Appending is also possible and it takes the simple form:
one.append(two)
Categories
A lot of times some string-fields in the data aren’t just some random text but a repetitive and an element of some predefined set of possible values. Those are the categorical types of data. Something like [big, medium, small]. Categorical variables can take on only a limited, and usually fixed number of possible values. Besides the fixed length, categorical data might have an order but cannot perform the numerical operation. Categorical is a Pandas data type.
A simple example to create a Series object that only can contain [a, b, c]
import pandas as pd
s = pd.Series(["a","b","c","a"], dtype="category")
print(s)
This gives us:
0 a
1 b
2 c
3 a
dtype: category
Categories (3, object): [a, b, c]
There is also a Categorical object in pandas specifically for dealing with categorical data. The general constructor is as follows:
pandas.Categorical(values, categories, ordered)
If categories aren’t provided, they are inferred from the values. ordered specifies whether or not on categories is bigger or not than other.
import pandas as pd
cat = cat=pd.Categorical(
['a','b','c','a','b','c','d'],
['c', 'b', 'a'],
ordered=True)
print(cat)
[a, b, c, a, b, c, NaN]
Categories (3, object): [c < b < a]
obj.cat.categories command is used to get the categories of the object.

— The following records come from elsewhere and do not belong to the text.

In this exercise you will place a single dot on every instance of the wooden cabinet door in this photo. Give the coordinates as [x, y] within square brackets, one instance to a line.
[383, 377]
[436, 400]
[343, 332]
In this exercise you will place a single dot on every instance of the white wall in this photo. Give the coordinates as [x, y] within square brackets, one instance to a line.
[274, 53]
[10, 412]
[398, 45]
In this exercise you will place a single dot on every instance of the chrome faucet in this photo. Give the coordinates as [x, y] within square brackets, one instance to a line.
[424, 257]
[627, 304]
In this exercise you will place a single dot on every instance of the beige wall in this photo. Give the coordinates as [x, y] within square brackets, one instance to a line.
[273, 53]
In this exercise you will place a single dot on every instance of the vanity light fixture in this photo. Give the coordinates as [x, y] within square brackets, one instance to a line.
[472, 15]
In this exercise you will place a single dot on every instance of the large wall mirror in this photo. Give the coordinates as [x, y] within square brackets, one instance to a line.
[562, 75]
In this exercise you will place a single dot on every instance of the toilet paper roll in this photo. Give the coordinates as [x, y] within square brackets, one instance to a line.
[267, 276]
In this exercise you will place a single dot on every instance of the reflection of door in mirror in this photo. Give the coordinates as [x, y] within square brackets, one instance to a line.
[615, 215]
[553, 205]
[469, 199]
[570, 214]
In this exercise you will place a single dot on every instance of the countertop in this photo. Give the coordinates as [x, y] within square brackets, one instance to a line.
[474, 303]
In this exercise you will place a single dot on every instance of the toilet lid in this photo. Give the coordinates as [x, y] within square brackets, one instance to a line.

Removing categories is also something that comes in handy and of course it’s possible with pandas
import pandas as pd
s = pd.Series(["a","b","c","a"], dtype="category")
print("Original object:")
print(s)
print("After removal:")
print( s.cat.remove_categories("a"))
Original object:
0 a
1 b
2 c
3 a
dtype: category
Categories (3, object): [a, b, c]
After removal:
0 NaN
1 b
2 c
3 NaN
dtype: category
Categories (2, object): [b, c]
Reading Data from .csv-files
At the beginning probably each applications loads some date from the file system or link or whatever. pandas provides IO API for reading data from .cvs-files. The two main functions for reading text files are read_csv() and read_table(). They use similar procedures to intelligently convert tabular data into a DataFrame object. The general form of the functions:
pandas.read_csv(filepath_or_buffer, sep=',', delimiter=None, header='infer',
names=None, index_col=None, usecols=None
---------
pandas.read_csv(filepath_or_buffer, sep='\t', delimiter=None, header='infer',
names=None, index_col=None, usecols=None
So say our temp.cvs looks like this:
S.No,Name,Age,City,Salary
1,Tom,28,Toronto,20000
2,Lee,32,HongKong,3000
3,Steven,43,Bay Area,8300
4,Ram,38,Hyderabad,3900
and represents this:
S.No | Name | Age | City | Salary |
---|---|---|---|---|
1 | Tom | 28 | Toronto | 20000 |
2 | Lee | 32 | HongKong | 3000 |
3 | Steven | 43 | Bay Area | 8300 |
4 | Ram | 38 | Hyderabad | 3900 |
We can read this as:
import pandas as pd
df=pd.read_csv("temp.csv")
print(df)
A lot of the data in .cvs files has a special column that specifies the index of the row. Pandas can take this into consideration:
import pandas as pd
df=pd.read_csv("temp.csv",index_col=['S.No'])
print(df)
Skipping rows can be achieved through the skiprows=n argument of read_cvs()